Where’d You Go, Bernadette, starring Cate Blanchett, streams on MGM+.

It’s Impossible to Learn to Plow by Reading Books is free on YouTube.

Linklater has also made numerous short films. Some, like Woodshock (1985), are available on YouTube.

Is Boyhood worth watching?

Boyhood is absolutely worth the investment, provided you meet it on its own terms. Its nearly three-hour runtime might seem daunting for a low-stakes narrative, but the film’s power lies in its unprecedented twelve-year production (2002–2013). By filming the same actors annually for over a decade, Linklater avoided the artifice of aging makeup or recasting, allowing the experiment to capture the quiet, awkward authenticity of human growth.

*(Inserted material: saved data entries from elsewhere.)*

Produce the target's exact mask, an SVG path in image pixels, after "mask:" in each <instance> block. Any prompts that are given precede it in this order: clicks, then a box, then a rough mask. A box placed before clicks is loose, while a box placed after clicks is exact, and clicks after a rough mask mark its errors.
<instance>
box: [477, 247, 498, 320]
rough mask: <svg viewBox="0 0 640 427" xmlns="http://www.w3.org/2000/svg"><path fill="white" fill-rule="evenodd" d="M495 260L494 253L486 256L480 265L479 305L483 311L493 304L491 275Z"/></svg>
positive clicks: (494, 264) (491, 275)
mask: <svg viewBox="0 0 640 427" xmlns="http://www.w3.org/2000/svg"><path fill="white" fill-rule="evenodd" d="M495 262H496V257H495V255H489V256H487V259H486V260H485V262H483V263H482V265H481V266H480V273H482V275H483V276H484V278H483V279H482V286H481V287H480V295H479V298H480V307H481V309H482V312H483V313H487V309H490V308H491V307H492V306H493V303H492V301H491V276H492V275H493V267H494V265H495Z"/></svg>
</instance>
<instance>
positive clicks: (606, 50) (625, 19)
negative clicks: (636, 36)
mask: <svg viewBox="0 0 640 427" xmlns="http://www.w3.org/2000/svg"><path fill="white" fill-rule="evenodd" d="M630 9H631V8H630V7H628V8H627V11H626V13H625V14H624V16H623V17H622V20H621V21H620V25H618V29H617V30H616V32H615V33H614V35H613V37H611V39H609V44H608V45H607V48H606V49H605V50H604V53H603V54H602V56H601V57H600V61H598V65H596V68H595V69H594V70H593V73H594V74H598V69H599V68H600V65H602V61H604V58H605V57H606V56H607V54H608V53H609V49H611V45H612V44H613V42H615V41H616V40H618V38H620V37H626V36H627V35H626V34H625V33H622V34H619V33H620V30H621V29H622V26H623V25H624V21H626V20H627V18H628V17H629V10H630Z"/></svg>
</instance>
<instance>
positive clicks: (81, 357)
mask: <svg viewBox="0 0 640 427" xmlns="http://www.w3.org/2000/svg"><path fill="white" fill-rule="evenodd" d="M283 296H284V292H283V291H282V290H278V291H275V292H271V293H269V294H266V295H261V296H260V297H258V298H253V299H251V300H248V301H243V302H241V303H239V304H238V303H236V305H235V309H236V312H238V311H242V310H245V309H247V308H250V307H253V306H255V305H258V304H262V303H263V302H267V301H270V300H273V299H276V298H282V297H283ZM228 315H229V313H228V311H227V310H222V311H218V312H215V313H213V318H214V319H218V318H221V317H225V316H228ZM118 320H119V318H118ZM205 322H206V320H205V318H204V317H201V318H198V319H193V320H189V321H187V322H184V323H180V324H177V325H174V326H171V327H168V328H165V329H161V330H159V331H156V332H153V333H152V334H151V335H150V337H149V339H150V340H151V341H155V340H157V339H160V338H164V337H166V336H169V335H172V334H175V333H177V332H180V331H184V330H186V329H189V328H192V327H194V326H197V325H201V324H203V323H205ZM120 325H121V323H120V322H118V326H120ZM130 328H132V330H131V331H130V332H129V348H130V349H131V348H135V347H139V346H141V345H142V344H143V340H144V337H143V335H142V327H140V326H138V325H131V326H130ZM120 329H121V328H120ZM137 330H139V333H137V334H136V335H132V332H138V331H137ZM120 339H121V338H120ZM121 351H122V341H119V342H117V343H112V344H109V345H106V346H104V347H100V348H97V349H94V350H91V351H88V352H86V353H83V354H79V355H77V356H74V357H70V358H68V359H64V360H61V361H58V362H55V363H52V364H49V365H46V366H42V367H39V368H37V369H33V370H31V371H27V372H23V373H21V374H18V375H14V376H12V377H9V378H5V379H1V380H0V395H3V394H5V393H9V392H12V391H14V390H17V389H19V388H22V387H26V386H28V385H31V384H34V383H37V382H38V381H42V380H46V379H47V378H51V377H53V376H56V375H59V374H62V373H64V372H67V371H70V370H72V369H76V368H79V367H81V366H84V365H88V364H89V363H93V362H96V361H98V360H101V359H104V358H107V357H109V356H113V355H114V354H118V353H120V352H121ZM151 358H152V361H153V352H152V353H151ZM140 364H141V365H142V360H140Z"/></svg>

The narrative eschews forced melodrama, focusing instead on the organic drift of school changes, shifting family dynamics, and first loves. Ultimately, the bittersweet experience of watching a boy’s physical and emotional identity transform in real time makes Boyhood an extraordinary meditation on the ordinary.

Should I watch the Before trilogy in order?

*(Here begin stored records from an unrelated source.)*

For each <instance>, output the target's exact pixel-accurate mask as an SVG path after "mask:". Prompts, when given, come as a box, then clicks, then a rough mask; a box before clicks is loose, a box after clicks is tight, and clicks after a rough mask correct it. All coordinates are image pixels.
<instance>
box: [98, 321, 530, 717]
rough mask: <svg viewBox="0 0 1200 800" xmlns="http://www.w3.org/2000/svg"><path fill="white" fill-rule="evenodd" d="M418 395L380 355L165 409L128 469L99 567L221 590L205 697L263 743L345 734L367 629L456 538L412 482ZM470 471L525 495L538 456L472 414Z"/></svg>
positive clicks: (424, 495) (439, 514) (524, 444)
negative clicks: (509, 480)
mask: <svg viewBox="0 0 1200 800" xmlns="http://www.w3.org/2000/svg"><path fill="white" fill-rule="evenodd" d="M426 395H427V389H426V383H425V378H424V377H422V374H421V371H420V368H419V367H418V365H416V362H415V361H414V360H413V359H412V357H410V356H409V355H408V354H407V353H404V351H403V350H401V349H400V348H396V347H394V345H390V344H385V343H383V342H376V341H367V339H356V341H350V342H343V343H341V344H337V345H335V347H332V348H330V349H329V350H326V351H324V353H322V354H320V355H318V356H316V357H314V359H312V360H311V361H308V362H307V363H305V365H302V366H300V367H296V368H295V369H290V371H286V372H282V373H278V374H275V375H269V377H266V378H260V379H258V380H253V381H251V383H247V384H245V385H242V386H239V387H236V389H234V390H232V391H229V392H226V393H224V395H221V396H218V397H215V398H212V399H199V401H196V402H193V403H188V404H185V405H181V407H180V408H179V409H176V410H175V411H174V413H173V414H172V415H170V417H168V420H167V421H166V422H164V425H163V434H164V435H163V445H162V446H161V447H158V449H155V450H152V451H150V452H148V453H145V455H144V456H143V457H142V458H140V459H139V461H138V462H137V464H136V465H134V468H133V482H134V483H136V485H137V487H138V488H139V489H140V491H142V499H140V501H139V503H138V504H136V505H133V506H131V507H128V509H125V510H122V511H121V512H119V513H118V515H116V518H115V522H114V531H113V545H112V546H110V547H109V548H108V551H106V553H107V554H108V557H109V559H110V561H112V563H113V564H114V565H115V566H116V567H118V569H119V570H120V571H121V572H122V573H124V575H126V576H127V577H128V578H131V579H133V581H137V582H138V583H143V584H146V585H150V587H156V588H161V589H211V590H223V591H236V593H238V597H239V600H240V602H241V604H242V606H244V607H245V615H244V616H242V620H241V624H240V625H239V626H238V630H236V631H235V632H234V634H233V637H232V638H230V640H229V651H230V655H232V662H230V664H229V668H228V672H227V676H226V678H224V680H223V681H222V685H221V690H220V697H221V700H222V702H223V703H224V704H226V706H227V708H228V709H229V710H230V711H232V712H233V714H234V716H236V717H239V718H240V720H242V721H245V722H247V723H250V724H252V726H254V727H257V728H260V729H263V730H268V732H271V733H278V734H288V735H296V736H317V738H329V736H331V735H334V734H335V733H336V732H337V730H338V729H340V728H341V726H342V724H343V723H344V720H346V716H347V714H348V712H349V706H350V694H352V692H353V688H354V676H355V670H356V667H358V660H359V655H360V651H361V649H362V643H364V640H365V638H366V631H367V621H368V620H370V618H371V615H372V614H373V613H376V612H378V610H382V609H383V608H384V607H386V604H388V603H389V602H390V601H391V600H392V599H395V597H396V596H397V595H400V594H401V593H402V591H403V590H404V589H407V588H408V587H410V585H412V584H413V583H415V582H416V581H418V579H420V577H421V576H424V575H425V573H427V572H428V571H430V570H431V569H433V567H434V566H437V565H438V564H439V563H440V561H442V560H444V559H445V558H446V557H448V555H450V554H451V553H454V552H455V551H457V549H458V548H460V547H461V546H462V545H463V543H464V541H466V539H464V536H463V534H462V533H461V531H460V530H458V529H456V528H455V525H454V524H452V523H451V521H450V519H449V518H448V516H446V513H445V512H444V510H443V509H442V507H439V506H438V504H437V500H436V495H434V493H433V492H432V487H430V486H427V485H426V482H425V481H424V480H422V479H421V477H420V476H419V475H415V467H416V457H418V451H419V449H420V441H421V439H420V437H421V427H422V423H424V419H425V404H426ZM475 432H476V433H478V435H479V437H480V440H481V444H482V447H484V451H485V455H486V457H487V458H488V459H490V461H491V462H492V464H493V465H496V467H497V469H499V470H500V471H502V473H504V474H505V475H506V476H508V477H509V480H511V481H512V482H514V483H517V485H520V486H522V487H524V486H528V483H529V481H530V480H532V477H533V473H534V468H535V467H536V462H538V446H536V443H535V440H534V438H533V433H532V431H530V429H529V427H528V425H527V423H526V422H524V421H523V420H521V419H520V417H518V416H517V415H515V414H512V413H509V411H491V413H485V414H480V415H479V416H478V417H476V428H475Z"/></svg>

Yes. Watching the Before Trilogy in order is essential. The trilogy’s power lies in the way each film builds on the emotional memory of the last. Since time, aging, and accumulated experience are the chief subjects, watching out of order breaks the illusion of lived continuity. Watching in sequence evokes your own memory of their youthful idealism, which provides the necessary emotional weight for their later disillusionment in Paris and domestic reality in Greece.

Conclusion

Richard Linklater has spent forty years proving that the indie spirit isn’t about budget—it’s about having the patience to let a story breathe without suffocating it with plot points. His influence is visible in generations of filmmakers who trust loosely structured narratives, overlapping dialogue, and lived-in performances: Sean Baker, Noah Baumbach, Kevin Smith, Andrew Bujalski, Joe Swanberg.

By centering the passage of time as his primary subject, Linklater moved toward a raw, conversational naturalism that feels almost voyeuristic. Plots might fade, but a throwaway line suddenly lands harder ten years later, or a character you once dismissed starts to feel painfully familiar. The real reason these films demand rewatching is that they act as a yardstick for your own life. Because Linklater is obsessed with how people age and how their philosophies shift, his work evolves with you.

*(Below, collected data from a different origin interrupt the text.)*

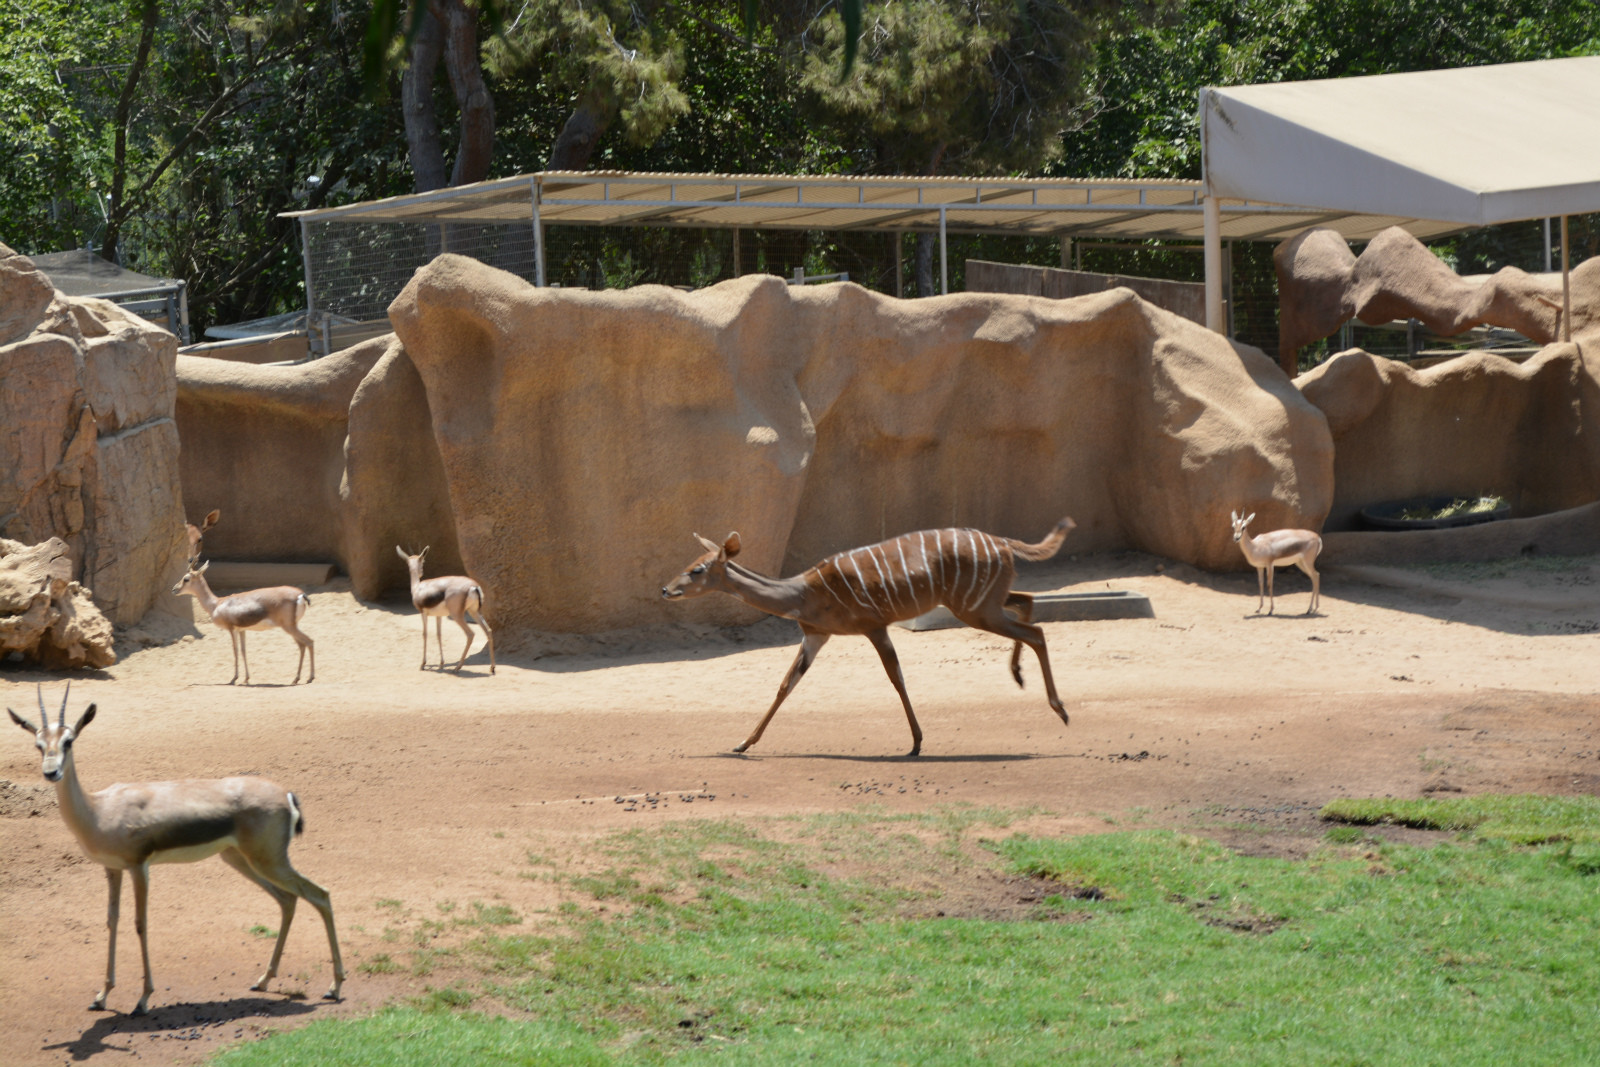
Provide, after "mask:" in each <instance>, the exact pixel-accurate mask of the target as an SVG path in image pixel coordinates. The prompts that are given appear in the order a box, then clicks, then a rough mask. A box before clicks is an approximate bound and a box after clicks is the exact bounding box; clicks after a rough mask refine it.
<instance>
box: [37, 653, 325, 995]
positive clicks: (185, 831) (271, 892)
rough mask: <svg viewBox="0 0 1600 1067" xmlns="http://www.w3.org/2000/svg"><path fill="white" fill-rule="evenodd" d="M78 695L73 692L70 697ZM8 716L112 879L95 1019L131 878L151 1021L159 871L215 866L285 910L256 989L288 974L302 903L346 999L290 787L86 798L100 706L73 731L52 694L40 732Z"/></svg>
mask: <svg viewBox="0 0 1600 1067" xmlns="http://www.w3.org/2000/svg"><path fill="white" fill-rule="evenodd" d="M70 691H72V686H70V683H69V685H67V693H70ZM6 712H8V713H10V715H11V721H14V723H16V725H18V726H21V728H22V729H26V731H29V733H30V734H34V745H35V747H37V749H38V750H40V753H42V755H43V763H42V768H40V769H42V771H43V774H45V781H50V782H54V784H56V806H58V808H61V817H62V819H64V821H66V824H67V829H69V830H72V837H75V838H77V840H78V848H82V849H83V854H85V856H88V857H90V859H93V861H94V862H96V864H99V865H102V867H104V869H106V888H107V891H109V897H107V902H106V928H107V929H109V931H110V947H109V949H107V950H106V987H104V989H101V992H99V993H96V995H94V1003H93V1005H90V1009H91V1011H102V1009H104V1008H106V995H107V993H110V990H112V989H114V987H115V985H117V918H118V913H120V912H122V875H123V872H128V873H131V875H133V905H134V920H133V928H134V929H136V931H138V933H139V957H141V958H142V960H144V993H142V995H141V997H139V1003H138V1006H136V1008H134V1009H133V1014H136V1016H142V1014H144V1011H146V1009H147V1008H149V1005H150V993H152V992H155V982H154V981H152V979H150V945H149V939H147V933H149V925H147V921H146V915H147V905H149V897H150V864H189V862H194V861H198V859H205V857H206V856H221V857H222V862H226V864H227V865H229V867H232V869H234V870H237V872H238V873H242V875H245V877H246V878H250V880H251V881H254V883H256V885H258V886H261V888H262V889H266V891H267V894H269V896H272V899H274V901H277V902H278V912H280V913H278V941H277V944H275V945H274V947H272V960H270V961H269V963H267V969H266V973H264V974H262V976H261V977H259V979H256V984H254V985H251V989H254V990H266V989H267V982H270V981H272V979H274V977H277V974H278V961H280V960H282V958H283V942H285V941H286V939H288V936H290V923H291V921H293V920H294V904H296V902H298V899H299V897H304V899H306V901H309V902H310V905H312V907H314V909H317V910H318V912H322V921H323V926H326V928H328V949H330V950H331V952H333V985H331V987H330V989H328V992H326V993H325V995H326V998H328V1000H338V998H339V985H341V984H342V982H344V960H342V957H341V955H339V937H338V936H336V934H334V931H333V901H331V899H330V897H328V891H326V889H323V888H322V886H318V885H317V883H315V881H312V880H310V878H307V877H304V875H302V873H299V872H298V870H294V867H293V864H290V856H288V851H290V841H293V840H294V837H296V835H299V833H301V832H302V830H304V829H306V819H304V816H302V814H301V806H299V801H298V800H296V798H294V793H291V792H288V790H286V789H283V787H282V785H274V784H272V782H269V781H266V779H264V777H221V779H184V781H178V782H136V784H131V785H128V784H122V782H118V784H115V785H107V787H106V789H102V790H99V792H96V793H85V792H83V784H82V782H80V781H78V771H77V766H75V765H74V761H72V742H74V741H77V737H78V736H80V734H82V733H83V728H85V726H88V725H90V723H91V721H93V720H94V704H90V705H88V710H85V712H83V715H82V718H78V721H77V723H75V725H72V726H67V697H66V696H62V697H61V713H59V715H58V717H56V723H54V725H51V723H50V712H46V710H45V694H43V689H40V694H38V718H40V723H38V726H34V723H30V721H27V720H26V718H22V717H21V715H18V713H16V712H13V710H11V709H10V707H8V709H6Z"/></svg>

At the same time, Linklater refuses to be pinned down to one mode. Even the good films that didn’t make this list—SubUrbia, The Newton Boys, Fast Food Nation, Bad News Bears, Me and Orson Welles, Where’d You Go, Bernadette—show his willingness to turn his patient, observational style toward subjects (the fast food industry, bank robbers) that usually get the high-octane Hollywood treatment. His real interest lies in the quiet friction of people just trying to navigate the systems they’re stuck in.